Sunday, August 31, 2008

updates

updates

So, summer is over and the school year has finally begun so I am able to use the view camera. During the summer I continued exploring the idea of a contemporary landscape with an emphasis on the representation of industry, voyeurism and a bit of surveillance. I spent some time shooting in the northeast part of Philadelphia, (primarily Kensington and Fishtown) at night. The photographing is happening at night because that is the time when the landscapes seem the most isolated. At night there are no people around and the buildings are empty- this is when they really come alive and you can truly experience the landscapes of Kensington and Fishtown. There is also something about the landscape emerging out of blackness that is really important to me because I want the image to exist as an individual moment instead of a component of an entire block, street, or even a city. In this way i suppose there is a kind of personification going on. Anyway. Here are a few photos: 








Because these locations are in a shitty area I find the photos are taken best with a small digital camera, no flash and a fast bike or a friend's car. These aren't photos I can take with the view camera, sadly because its just to great a risk with an expensive camera that i don't even own. I guess the question now, is why? Well, I think the industrial landscape has become important to philadelphia, especially put in context to the specific area i am photographing.

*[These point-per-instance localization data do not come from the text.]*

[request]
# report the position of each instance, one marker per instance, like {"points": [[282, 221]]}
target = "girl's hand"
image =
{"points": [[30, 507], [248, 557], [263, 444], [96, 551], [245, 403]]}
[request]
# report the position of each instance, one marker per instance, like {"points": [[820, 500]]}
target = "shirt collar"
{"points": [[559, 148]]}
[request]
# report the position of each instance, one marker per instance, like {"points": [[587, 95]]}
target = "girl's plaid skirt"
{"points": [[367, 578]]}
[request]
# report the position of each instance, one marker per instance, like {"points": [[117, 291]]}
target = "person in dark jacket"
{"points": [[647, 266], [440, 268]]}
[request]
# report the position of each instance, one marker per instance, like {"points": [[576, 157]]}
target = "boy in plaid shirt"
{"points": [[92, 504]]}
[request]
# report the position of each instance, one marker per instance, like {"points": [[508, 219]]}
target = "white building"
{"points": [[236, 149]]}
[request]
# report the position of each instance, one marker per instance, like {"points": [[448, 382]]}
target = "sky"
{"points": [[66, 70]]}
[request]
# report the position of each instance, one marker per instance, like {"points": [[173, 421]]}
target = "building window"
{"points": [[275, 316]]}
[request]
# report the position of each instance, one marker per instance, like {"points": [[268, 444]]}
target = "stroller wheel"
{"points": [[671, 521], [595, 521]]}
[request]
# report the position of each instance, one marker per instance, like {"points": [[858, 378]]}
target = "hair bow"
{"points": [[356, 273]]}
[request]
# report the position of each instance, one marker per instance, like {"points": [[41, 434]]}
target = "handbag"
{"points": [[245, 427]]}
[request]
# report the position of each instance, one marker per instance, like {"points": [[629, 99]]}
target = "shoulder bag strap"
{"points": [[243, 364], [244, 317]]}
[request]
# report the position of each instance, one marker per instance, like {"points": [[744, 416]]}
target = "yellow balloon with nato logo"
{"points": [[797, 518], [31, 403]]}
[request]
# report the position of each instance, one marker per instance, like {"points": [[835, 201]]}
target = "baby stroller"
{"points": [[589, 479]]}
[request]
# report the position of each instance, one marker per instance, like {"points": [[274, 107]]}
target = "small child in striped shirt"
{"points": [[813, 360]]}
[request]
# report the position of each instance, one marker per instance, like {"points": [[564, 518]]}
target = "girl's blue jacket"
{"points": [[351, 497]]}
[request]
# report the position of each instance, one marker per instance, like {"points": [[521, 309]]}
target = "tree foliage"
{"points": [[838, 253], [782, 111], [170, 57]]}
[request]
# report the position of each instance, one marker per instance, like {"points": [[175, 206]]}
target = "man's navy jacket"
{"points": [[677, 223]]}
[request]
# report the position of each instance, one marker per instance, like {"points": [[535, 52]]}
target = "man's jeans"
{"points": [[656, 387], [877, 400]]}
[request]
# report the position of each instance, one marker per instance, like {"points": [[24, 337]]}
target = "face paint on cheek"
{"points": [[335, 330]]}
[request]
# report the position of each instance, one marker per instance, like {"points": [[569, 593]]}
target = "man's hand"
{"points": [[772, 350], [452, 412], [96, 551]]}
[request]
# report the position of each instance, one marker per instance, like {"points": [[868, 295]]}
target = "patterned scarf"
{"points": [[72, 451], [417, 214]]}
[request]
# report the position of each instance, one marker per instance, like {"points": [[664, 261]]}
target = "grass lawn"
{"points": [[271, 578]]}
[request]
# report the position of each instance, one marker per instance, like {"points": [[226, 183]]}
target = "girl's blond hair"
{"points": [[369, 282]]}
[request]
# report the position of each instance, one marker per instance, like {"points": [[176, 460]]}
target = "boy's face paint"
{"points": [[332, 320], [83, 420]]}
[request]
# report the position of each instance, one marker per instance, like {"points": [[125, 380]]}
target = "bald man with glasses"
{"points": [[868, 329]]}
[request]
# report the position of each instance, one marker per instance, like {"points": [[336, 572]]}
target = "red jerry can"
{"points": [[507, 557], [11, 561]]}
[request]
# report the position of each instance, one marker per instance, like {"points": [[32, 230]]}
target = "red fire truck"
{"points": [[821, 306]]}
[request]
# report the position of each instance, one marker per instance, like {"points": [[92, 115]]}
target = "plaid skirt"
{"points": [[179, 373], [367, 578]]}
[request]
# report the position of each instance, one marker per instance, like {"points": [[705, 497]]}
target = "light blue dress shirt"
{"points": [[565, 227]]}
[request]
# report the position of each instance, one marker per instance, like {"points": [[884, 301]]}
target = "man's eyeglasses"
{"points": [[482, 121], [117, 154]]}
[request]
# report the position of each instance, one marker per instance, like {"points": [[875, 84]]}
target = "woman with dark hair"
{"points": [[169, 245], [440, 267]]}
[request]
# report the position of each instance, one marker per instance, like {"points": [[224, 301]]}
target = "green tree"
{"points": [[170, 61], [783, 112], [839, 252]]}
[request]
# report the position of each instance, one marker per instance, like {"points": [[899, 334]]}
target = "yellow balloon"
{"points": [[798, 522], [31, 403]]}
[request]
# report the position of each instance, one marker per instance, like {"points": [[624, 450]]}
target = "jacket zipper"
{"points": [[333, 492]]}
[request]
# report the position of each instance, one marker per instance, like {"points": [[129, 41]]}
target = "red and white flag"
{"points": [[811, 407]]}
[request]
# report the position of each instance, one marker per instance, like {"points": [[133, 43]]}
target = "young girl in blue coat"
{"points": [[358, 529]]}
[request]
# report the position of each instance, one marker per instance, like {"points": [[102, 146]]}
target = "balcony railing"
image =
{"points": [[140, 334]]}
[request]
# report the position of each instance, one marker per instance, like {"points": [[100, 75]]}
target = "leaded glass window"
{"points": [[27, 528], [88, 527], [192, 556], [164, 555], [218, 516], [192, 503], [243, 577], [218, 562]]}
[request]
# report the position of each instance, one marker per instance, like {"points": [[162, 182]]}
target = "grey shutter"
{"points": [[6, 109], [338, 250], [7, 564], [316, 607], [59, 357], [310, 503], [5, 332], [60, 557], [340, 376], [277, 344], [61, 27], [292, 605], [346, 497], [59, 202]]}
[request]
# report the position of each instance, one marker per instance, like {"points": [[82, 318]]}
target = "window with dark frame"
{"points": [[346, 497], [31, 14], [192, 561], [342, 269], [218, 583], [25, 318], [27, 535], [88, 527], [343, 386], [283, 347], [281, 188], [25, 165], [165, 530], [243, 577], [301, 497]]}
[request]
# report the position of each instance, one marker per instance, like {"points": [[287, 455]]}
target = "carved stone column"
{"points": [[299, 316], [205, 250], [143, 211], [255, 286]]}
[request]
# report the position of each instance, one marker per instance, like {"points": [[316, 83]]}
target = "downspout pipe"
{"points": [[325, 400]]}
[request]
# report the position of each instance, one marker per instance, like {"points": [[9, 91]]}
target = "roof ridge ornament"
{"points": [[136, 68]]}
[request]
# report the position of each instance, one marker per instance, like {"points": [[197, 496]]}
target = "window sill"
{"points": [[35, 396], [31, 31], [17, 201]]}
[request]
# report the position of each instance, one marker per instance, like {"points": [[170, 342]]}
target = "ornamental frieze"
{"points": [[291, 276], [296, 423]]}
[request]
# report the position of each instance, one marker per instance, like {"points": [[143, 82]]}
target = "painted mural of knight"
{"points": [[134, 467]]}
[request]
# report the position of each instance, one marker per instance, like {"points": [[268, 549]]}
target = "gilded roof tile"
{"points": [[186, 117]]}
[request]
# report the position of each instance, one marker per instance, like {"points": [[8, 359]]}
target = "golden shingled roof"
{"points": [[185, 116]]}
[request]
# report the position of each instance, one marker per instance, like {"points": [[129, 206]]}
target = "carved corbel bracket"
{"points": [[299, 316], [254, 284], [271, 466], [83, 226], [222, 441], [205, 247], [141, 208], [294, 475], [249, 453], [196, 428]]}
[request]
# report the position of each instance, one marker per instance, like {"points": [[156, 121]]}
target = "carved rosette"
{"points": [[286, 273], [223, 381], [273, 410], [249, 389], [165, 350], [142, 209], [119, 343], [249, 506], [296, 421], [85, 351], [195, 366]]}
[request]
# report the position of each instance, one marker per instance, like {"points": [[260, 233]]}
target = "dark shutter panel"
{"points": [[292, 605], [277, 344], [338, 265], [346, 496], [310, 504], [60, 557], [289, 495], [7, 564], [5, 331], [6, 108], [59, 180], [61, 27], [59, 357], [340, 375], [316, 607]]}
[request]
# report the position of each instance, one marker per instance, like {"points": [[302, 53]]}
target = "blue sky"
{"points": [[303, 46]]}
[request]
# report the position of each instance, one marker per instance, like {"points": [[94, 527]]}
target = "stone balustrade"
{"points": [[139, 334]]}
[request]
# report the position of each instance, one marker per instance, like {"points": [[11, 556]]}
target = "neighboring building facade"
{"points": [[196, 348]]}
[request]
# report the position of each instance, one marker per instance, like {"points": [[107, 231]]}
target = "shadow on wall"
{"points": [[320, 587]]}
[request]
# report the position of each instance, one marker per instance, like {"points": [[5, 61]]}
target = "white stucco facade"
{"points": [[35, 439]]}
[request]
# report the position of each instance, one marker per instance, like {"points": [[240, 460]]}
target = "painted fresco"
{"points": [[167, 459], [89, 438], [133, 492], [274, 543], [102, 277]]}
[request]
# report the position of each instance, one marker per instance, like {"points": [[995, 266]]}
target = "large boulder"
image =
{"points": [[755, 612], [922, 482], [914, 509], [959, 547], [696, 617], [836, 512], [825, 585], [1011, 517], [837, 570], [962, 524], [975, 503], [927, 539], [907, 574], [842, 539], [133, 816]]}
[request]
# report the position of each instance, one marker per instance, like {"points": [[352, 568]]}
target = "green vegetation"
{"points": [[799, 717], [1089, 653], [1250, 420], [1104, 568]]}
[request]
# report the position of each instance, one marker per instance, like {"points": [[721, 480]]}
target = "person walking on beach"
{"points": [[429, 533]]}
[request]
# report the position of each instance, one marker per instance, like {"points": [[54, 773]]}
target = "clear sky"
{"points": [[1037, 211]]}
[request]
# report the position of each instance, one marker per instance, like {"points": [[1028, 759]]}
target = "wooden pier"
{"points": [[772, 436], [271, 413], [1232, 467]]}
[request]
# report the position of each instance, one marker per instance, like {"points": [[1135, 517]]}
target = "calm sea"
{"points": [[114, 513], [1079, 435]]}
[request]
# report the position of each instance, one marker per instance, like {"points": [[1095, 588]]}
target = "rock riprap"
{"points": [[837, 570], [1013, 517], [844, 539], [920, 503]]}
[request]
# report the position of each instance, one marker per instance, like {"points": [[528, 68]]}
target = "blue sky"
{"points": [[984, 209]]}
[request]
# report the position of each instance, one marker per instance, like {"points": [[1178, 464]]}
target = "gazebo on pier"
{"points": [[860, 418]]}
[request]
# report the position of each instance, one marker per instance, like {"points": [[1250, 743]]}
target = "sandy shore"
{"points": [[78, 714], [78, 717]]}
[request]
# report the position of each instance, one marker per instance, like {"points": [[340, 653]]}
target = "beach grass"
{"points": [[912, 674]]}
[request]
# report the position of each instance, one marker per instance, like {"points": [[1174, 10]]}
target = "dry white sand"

As we know, the northern part of philly is changing, and its happening very fast. This area is becoming heavily populated with young artists and musicians, galleries and organizations, coffee houses, thrift store, etc. The question is, what stays and what goes. With all this new culture theres no telling what the neighborhoods really were about. There is also the stigma of the "unsafe neighborhood" which is much less a stigma and just a reality in some parts more than others. The point however, is not the risk (if any) that is being taken to make the image. There is some kind of subtle peacefulness that i found in the outskirts of the city, the endless landscape of nameless factories, industrial establishments and there fences, dumpsters, shitty paint-jobs and broken signs. I feel that maybe its important to pay some kind of homage to what else these newly populated areas have, or had beyond the coffee shops and galleries (which are great too).